On this theme, Cheney, no longer smiling, becomes more animated. What would you say to those who saw you as a hindrance to British plans? ‘Well, I was doing my job,’ he responds bluntly. ‘It would be totally out of character and nor would I have been doing my job if I’d said to the President, “This is what I believe, but oh gee, the Brits want something else so I’ll back off.” He’s going to have to hear what I think is the right answer. He’s the one who makes the decision. He gets the big bucks and lives in the fancy house. If he wants to accord the special significance of a particular ally, then that’s his call. But I wouldn’t change my view, in terms of the advice I gave him on those issues, just because the British allies had a contrary view.’

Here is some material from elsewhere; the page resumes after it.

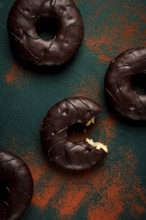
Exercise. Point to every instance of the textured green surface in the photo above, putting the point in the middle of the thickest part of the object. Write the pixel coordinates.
(117, 189)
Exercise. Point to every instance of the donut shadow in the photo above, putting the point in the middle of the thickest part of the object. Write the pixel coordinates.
(82, 173)
(120, 118)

So Cheney’s conception of the special relationship is one in which British support is very welcome, but not something that merits changes in American policy. He accepts that on occasion Tony Blair did extract concessions, such as the decision to seek a second UN resolution to authorise war in Iraq in the spring of 2003. But he makes clear that such concessions were won against his better judgment. ‘I did not think that we needed to go back [to the UN] a second time,’ Cheney tells me. ‘So the President made a decision, because the PM wanted him to go back for a second resolution, but I didn’t think it made sense.’

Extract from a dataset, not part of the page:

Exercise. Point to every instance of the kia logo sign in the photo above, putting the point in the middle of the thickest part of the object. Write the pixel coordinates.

Beyond the second UN resolution, examples of Blair winning policy changes over Cheney’s opposition are few and far between. Did you feel the coalition with the UK imposed much of a burden on the United States? His reply is telling: ‘Oh, I don’t think it was that significant a burden.’

And what about the special relationship in the 21st century? Do the flagging Republicans have anything to learn from David Cameron’s success? Apparently not: the man who spoke so warmly of Margaret Thatcher has no words of praise for her successor as Tory leader. ‘I haven’t spent much time studying what David Cameron’s views are domestically,’ Cheney is dismissive. ‘I am a conservative. I believe in limited government. I believe in low taxes. I believe in a strong national defence.... But I don’t judge where we are and what we’re supposed to be doing based on the Conservative party in Britain.’

Cheney clearly has few regrets about his time in government and he remains a conservative in the most literal sense. Whether it be Anglo-American relations, national security policy or the Republican party, he is poised to defend the record of the Bush administration and argue for more of the same. Underlying this view is a cyclical theory of politics. ‘I think we [the Republican party] will go through a resurgence,’ he tells me. ‘We’ve been through these cycles before in both countries.’ Whether this is true remains to be seen, but one thing appears certain: Dick Cheney intends to stay around for some time to come, whether President Obama, or anyone else, likes it or not.